Along with Dr. Enrique Pumar, the chair of the CUA Sociology Department, Mullen is also leading a community engagement project that examines the legal needs of low income individuals from their perspective. 
 
The vast majority of Professor Duggin's pro bono hours last year were spent as the presiding officer of an ecclesiastical disciplinary tribunal of the Episcopal Diocese of Washington. She also spent several hours supervising students engaged in First Amendment research for the Newseum.
 

Chief Judge Eric T. Washington and Chief Judge Lee F. Satterfield on behalf of the District of Columbia Court of Appeals and the Superior Court of the District of Columbia respectively, expressed their gratitude to the attorneys who were included in this year’s list.
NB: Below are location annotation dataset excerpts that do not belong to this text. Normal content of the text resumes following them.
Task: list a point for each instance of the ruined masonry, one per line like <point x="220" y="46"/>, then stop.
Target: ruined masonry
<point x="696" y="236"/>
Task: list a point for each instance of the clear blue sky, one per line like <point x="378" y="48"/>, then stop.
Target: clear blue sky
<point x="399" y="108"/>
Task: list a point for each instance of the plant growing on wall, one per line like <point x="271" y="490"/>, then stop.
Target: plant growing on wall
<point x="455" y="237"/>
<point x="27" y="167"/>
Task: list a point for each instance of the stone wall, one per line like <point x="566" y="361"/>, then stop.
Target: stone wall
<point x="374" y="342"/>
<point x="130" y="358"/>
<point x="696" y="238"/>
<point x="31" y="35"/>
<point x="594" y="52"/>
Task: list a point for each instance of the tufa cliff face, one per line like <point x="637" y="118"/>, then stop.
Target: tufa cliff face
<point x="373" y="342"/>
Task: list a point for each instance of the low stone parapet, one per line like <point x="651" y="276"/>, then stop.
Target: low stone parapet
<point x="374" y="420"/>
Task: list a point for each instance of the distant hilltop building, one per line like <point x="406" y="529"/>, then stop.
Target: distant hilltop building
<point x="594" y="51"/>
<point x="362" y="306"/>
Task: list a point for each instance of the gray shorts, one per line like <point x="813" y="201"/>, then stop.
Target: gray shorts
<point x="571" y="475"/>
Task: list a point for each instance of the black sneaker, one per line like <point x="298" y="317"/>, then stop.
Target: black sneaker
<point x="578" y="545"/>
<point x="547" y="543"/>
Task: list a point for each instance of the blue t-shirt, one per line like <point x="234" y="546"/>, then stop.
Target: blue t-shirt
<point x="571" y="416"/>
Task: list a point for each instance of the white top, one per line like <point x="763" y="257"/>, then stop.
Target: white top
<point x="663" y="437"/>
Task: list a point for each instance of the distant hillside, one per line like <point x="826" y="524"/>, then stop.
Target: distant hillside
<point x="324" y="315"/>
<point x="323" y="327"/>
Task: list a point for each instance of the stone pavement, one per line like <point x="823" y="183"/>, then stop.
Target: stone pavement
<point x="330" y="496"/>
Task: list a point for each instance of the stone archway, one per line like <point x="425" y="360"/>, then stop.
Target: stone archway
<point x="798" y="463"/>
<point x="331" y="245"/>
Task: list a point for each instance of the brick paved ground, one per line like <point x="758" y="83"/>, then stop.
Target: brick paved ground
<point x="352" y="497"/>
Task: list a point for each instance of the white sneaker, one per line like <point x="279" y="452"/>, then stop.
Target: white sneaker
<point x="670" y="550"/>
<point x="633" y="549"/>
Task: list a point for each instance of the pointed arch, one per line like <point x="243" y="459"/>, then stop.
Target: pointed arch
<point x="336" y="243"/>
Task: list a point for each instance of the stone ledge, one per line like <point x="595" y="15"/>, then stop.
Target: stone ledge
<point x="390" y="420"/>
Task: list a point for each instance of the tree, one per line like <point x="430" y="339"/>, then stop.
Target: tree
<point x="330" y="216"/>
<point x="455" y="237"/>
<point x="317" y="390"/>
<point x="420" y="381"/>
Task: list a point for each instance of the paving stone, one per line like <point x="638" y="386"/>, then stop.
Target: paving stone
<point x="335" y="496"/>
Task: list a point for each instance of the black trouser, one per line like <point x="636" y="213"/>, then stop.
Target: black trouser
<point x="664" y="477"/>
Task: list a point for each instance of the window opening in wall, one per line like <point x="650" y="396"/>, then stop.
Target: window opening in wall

“Only with your support can we begin to close the justice gap that has captured too many for too long,” the judges wrote. “With stretched resources and a growing demand, we must turn to private and government lawyers to serve those who otherwise would proceed without counsel and at a noticeable disadvantage.”
 
The number of names on the Capital Pro Bono Honor Roll has grown every year since its inception. In 2013, 4,253 attorneys performed 50 hours or more of pro bono service. More than half of that group performed 100 hours or more, qualifying them for recognition on the High Honor Roll. Honor Roll members represent a broad swath of the local legal community, hailing from 143 law firms, scores of solo practices, federal and local government agencies, and public interest organizations.